Корвет огляделся в поисках ключей, не нашел и обшарил карманы Крепленого, чье тело уже начало коченеть. Да, ключ был у него в нагрудном кармане. Корвет достал его, вытер испачкавшиеся в крови пальцы о рубашку убитого и отправился запирать гараж.
Через сорок минут светло-голубой «бентли-турбо» Гришавина доставил нового лидера бригады на Мастерскую.
Из метро Ласковин позвонил Зимородинскому. В это время его наверняка можно было застать дома.
– Слава,– сказал он, не представляясь,– можно прислать к тебе двоих ребятишек?
– Присылай,– после небольшой паузы ответил Зимородинский. И еще через полминуты: – Сам – как?
– Расту,– сказал Андрей.– Спасибо!
И повесил трубку. Это дело, которое надо устроить раньше, чем к его фамилии ухитрятся прибавить слово «покойный».
Чтобы как-то развеяться, Ласковин сходил в кино. На «Джуниора». Вид беременного Шварценеггера однажды привел его в отличное настроение. Но на этот раз не сработало. Может быть, виновата погода?
Ласковин пообедал, если можно назвать обедом полдюжины пожилых бутербродов, и позвонил «разведчику» Юре.
– С утра приехал рыжий,– доложил «разведчик».– На кр-рутой тачке! Первый раз такую вижу. Потом – как обычно. («Уже „как обычно“»! – отметил Андрей.) Разъехались кто куда. Где-то в двенадцать приехал мебельный фургон.
– Мебельный?
– Ну да, мебель привезли, клевую такую.

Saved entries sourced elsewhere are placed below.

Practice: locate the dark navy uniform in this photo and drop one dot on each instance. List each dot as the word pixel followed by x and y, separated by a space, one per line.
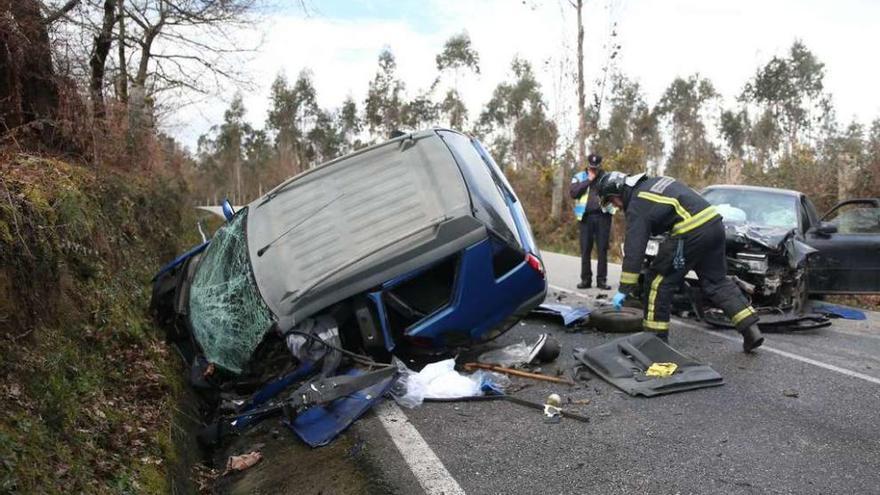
pixel 662 205
pixel 594 225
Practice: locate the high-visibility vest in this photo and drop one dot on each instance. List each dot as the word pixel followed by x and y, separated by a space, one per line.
pixel 580 204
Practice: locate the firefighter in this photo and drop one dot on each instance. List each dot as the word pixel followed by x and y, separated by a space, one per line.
pixel 594 223
pixel 695 241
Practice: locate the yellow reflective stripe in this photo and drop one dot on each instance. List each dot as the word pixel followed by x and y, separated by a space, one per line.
pixel 660 326
pixel 653 295
pixel 666 201
pixel 742 315
pixel 695 221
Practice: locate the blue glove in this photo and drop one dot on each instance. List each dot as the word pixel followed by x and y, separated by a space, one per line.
pixel 618 299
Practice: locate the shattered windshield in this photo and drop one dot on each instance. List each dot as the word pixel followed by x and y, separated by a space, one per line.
pixel 228 316
pixel 759 208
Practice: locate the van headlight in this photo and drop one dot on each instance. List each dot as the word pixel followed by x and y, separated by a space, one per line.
pixel 757 263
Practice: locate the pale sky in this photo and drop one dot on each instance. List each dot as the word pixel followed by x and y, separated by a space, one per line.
pixel 725 41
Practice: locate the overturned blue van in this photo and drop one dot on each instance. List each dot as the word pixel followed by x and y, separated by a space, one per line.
pixel 415 243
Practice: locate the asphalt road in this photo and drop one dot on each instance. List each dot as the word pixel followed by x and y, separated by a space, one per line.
pixel 797 417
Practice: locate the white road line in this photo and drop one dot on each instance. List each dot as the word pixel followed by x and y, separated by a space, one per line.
pixel 567 291
pixel 790 355
pixel 424 463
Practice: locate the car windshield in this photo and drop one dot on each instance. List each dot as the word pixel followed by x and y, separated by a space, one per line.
pixel 487 190
pixel 760 208
pixel 228 316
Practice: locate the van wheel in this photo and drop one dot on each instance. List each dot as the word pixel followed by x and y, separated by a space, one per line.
pixel 610 320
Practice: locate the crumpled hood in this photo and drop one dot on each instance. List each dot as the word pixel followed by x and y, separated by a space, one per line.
pixel 773 239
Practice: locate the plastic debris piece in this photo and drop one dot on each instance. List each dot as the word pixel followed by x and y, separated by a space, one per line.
pixel 569 315
pixel 242 462
pixel 545 349
pixel 836 311
pixel 661 369
pixel 511 355
pixel 319 425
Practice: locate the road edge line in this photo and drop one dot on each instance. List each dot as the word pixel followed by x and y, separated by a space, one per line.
pixel 430 472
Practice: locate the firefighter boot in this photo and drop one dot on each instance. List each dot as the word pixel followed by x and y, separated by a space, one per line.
pixel 752 338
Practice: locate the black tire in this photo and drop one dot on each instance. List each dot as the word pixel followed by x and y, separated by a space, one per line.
pixel 610 320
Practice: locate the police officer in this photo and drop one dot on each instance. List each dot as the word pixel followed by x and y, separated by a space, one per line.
pixel 696 241
pixel 593 221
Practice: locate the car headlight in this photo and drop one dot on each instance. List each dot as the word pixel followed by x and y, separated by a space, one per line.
pixel 757 263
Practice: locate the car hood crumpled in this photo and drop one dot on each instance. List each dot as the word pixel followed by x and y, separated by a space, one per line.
pixel 774 239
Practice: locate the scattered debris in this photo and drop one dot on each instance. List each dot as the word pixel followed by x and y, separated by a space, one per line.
pixel 623 362
pixel 569 314
pixel 440 381
pixel 552 409
pixel 242 462
pixel 520 373
pixel 836 311
pixel 545 350
pixel 661 369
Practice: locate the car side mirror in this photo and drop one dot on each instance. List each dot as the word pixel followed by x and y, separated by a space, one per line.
pixel 228 212
pixel 825 229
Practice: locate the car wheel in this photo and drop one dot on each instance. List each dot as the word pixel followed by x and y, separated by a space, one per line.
pixel 610 320
pixel 800 295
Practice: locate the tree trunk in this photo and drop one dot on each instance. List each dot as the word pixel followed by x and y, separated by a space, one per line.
pixel 734 170
pixel 28 92
pixel 559 175
pixel 556 200
pixel 98 60
pixel 582 106
pixel 122 89
pixel 847 174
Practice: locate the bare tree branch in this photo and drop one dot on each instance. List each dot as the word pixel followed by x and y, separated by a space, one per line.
pixel 61 12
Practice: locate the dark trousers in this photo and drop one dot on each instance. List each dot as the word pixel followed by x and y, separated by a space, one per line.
pixel 595 227
pixel 704 253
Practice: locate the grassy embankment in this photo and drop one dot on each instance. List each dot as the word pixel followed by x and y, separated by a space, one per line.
pixel 89 390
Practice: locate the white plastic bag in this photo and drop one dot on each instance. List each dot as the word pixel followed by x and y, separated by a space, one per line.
pixel 440 381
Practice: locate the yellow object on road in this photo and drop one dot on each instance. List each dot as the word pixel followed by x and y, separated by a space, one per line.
pixel 661 369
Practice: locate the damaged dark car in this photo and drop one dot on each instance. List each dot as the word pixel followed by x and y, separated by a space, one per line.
pixel 780 253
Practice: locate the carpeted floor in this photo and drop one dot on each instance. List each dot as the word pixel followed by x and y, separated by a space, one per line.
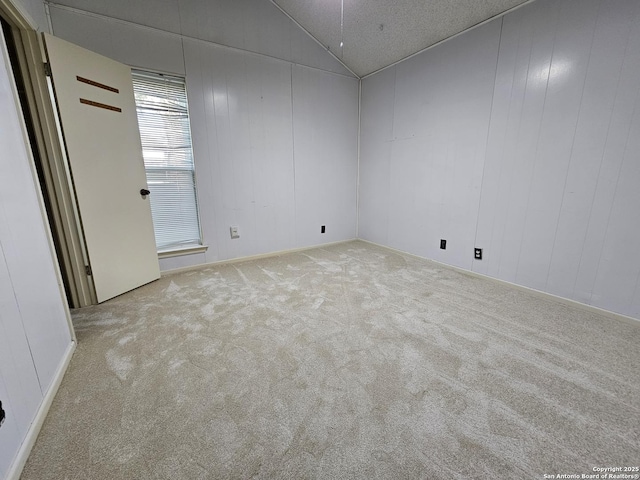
pixel 348 361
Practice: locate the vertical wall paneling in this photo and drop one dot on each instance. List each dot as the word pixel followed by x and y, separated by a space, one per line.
pixel 242 137
pixel 376 138
pixel 243 120
pixel 601 85
pixel 559 197
pixel 438 107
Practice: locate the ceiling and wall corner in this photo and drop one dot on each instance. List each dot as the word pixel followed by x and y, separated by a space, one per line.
pixel 377 34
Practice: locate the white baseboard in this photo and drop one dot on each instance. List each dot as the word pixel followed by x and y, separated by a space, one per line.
pixel 199 266
pixel 30 439
pixel 539 293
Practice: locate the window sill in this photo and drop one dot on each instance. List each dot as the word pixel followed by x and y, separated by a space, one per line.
pixel 176 252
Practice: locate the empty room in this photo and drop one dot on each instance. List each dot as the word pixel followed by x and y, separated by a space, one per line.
pixel 332 239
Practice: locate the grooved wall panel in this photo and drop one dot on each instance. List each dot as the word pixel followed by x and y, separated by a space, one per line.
pixel 558 202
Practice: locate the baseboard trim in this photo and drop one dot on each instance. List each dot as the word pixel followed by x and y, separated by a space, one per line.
pixel 278 253
pixel 32 435
pixel 539 293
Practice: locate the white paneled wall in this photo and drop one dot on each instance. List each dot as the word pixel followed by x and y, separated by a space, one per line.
pixel 558 201
pixel 423 141
pixel 275 142
pixel 241 120
pixel 34 333
pixel 250 25
pixel 325 125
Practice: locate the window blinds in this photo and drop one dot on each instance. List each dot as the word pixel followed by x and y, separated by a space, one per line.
pixel 163 119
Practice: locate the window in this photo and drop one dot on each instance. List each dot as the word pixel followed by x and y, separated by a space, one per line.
pixel 163 119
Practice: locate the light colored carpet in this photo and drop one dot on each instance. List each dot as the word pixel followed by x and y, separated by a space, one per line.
pixel 348 361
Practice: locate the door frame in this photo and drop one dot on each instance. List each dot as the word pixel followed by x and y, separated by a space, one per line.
pixel 66 238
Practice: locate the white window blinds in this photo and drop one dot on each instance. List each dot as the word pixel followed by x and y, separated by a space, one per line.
pixel 163 119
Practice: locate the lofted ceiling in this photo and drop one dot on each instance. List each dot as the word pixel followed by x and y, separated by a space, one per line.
pixel 377 33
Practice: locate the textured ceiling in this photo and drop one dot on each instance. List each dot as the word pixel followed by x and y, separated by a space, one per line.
pixel 377 33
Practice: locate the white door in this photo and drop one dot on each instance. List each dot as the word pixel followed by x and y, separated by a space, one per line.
pixel 100 127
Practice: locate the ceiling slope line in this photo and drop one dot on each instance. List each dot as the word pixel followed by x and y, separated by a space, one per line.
pixel 315 39
pixel 182 36
pixel 479 24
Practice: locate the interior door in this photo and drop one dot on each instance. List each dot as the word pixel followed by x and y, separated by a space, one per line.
pixel 94 95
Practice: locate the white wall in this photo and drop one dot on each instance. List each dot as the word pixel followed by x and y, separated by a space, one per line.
pixel 34 12
pixel 250 25
pixel 552 194
pixel 34 333
pixel 423 140
pixel 275 142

А старую увезли. Вроде все. Федька там остался, наблюдает.
– Молодец,– похвалил Ласковин.– А теперь возьми ручку, запиши номер.

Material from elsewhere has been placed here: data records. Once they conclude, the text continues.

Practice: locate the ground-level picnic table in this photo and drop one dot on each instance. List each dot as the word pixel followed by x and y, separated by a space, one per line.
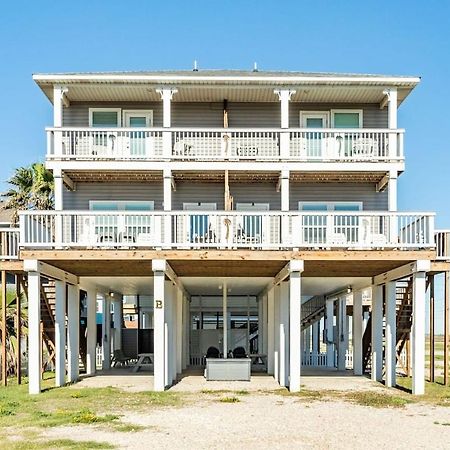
pixel 144 360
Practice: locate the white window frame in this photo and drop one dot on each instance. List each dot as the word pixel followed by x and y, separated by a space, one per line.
pixel 121 204
pixel 146 112
pixel 116 110
pixel 307 113
pixel 199 206
pixel 330 205
pixel 350 111
pixel 252 206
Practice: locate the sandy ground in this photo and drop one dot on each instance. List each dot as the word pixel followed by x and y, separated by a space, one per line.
pixel 273 421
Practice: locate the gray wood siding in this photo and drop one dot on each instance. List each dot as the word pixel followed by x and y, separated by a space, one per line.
pixel 77 114
pixel 338 192
pixel 373 117
pixel 188 192
pixel 79 199
pixel 210 114
pixel 198 192
pixel 257 193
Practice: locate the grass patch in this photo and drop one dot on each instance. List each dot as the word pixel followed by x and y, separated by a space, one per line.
pixel 435 393
pixel 23 413
pixel 376 399
pixel 128 428
pixel 56 444
pixel 224 391
pixel 229 400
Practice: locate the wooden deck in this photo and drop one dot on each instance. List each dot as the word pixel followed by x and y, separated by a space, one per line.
pixel 227 263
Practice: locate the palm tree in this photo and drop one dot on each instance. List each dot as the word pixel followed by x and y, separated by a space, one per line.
pixel 31 188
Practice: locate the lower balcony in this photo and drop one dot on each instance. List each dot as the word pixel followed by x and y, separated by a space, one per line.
pixel 273 230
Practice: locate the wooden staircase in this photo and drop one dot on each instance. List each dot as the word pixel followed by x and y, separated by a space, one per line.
pixel 403 322
pixel 48 300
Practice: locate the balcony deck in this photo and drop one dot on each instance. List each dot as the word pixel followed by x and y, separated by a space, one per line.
pixel 220 144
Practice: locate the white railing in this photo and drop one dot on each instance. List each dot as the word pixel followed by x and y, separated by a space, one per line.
pixel 314 359
pixel 9 243
pixel 442 244
pixel 104 143
pixel 221 229
pixel 345 145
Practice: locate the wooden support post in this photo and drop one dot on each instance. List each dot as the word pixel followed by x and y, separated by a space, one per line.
pixel 4 362
pixel 19 329
pixel 446 328
pixel 431 279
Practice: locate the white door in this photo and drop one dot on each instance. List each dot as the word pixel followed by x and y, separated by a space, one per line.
pixel 139 143
pixel 200 227
pixel 252 228
pixel 315 141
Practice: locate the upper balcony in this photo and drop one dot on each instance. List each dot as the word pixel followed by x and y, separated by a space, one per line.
pixel 220 144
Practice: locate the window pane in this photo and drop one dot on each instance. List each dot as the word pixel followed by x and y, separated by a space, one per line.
pixel 347 207
pixel 105 206
pixel 314 122
pixel 104 119
pixel 138 206
pixel 138 122
pixel 314 207
pixel 346 120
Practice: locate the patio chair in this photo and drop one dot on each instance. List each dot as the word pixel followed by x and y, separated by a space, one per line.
pixel 212 352
pixel 239 352
pixel 120 358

– Я запомню,– сказал Юра.– У меня память, как у компа.
– Тогда запоминай! – И Ласковин выдал ему номер Зимородинского.– Зовут Вячеслав Михайлович. Скажешь: вам утром звонили. Да повежливей: это мой сэнсэй. Если он вас возьмет, считайте – крупно повезло! Дальше: если я завтра не позвоню – наблюдение снять. («Хватит школу прогуливать»,– добавил он мысленно.) Это все. Вячеславу Михайловичу звонить лучше вечером, после семи. Удачи!
Голова опять разболелась, и Ласковин проглотил очередную таблетку. У него оставалось примерно полтора часа. Затем – ТОО «Шанкар». Очень возможно, что это будет его последний «укус», но отступать Андрей не будет. Во всяком случае, он неплохо повеселился. Ласковин улыбнулся, вспомнив, какой счет могут выписать ему «тобольцы». И, в частности, гражданин Крепленый. Счет был что надо! Смерти Андрей больше не боялся. Жизнь выглядела слишком мрачной, чтобы за нее цепляться.

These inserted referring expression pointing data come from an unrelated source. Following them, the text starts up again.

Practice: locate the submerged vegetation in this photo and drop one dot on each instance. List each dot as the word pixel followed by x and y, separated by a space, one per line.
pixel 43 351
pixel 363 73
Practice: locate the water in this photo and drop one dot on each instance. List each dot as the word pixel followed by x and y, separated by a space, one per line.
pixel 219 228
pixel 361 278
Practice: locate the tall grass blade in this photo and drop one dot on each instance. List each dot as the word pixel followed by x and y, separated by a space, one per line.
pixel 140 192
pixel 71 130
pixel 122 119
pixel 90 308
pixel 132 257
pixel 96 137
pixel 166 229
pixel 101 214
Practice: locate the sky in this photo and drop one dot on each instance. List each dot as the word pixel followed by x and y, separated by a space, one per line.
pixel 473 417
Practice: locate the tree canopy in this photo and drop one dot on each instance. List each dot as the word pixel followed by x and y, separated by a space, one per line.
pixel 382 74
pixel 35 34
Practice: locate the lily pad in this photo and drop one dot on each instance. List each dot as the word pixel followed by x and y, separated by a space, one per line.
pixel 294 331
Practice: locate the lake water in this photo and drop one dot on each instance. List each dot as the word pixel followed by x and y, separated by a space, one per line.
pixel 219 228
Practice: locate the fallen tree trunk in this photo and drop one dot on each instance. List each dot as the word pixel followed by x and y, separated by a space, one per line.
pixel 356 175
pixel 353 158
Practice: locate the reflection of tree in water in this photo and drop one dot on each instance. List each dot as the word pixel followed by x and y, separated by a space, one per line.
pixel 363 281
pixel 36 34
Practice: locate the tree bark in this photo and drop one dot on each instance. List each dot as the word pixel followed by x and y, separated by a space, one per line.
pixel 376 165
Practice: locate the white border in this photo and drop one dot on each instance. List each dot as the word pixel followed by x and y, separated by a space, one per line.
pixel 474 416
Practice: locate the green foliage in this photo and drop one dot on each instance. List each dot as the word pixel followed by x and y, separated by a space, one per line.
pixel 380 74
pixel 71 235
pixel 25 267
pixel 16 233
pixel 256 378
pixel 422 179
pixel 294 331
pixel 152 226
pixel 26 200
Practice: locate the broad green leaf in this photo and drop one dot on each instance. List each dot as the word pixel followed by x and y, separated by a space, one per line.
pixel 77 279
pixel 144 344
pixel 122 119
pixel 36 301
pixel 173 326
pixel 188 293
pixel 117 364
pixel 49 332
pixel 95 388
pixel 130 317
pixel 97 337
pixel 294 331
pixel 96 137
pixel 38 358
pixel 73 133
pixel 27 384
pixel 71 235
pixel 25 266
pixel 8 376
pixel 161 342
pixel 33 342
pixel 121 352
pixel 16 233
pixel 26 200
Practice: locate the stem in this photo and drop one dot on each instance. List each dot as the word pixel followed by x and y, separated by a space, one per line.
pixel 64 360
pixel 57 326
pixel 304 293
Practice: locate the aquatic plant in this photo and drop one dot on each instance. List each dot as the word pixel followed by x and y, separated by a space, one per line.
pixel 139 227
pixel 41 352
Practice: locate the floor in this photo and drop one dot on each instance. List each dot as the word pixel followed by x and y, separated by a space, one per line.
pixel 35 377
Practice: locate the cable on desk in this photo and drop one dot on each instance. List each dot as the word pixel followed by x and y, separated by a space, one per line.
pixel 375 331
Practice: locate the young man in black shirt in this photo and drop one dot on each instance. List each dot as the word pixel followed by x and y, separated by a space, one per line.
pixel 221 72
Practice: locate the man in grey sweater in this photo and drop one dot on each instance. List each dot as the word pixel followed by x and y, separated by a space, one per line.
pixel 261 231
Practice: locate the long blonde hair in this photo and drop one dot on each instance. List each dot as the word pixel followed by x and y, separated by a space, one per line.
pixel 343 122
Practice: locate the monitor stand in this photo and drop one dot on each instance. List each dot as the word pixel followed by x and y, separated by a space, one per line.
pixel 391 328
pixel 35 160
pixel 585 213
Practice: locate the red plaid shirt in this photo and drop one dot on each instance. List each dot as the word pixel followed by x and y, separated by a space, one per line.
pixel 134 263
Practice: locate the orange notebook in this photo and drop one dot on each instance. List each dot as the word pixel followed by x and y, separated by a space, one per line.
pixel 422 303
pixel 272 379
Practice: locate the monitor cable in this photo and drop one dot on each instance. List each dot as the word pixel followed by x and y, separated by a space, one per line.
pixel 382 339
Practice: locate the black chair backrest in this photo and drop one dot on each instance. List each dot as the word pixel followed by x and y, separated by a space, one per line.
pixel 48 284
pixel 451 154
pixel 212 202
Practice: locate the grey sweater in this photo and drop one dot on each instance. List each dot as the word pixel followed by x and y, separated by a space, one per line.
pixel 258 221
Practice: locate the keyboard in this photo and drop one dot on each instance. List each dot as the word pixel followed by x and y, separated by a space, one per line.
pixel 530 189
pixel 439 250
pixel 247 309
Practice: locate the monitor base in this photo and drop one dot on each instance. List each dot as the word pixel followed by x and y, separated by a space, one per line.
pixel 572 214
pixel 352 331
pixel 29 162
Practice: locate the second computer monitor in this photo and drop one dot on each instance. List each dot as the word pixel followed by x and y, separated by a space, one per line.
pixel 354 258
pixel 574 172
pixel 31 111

Через полтора часа он снова был на Большеохтинском.
А еще через три часа Ласковин проводил взглядом втянутый под лед «чероки» и побрел к метро, прикрывая лицо от сыплющихся сверху хлопьев снега. В прежние времена этот нескончаемый полет огромных снежинок, при почти полном безветрии возникающих из ниоткуда в свете уличных фонарей, Ласковин счел бы красивым. Но теперь то была всего лишь холодная влага, стекающая в ту чашу весов, где уже лежали боль, озноб и безысходность. Андрей был еще жив, и это единственное, что можно было положить на другую чашу.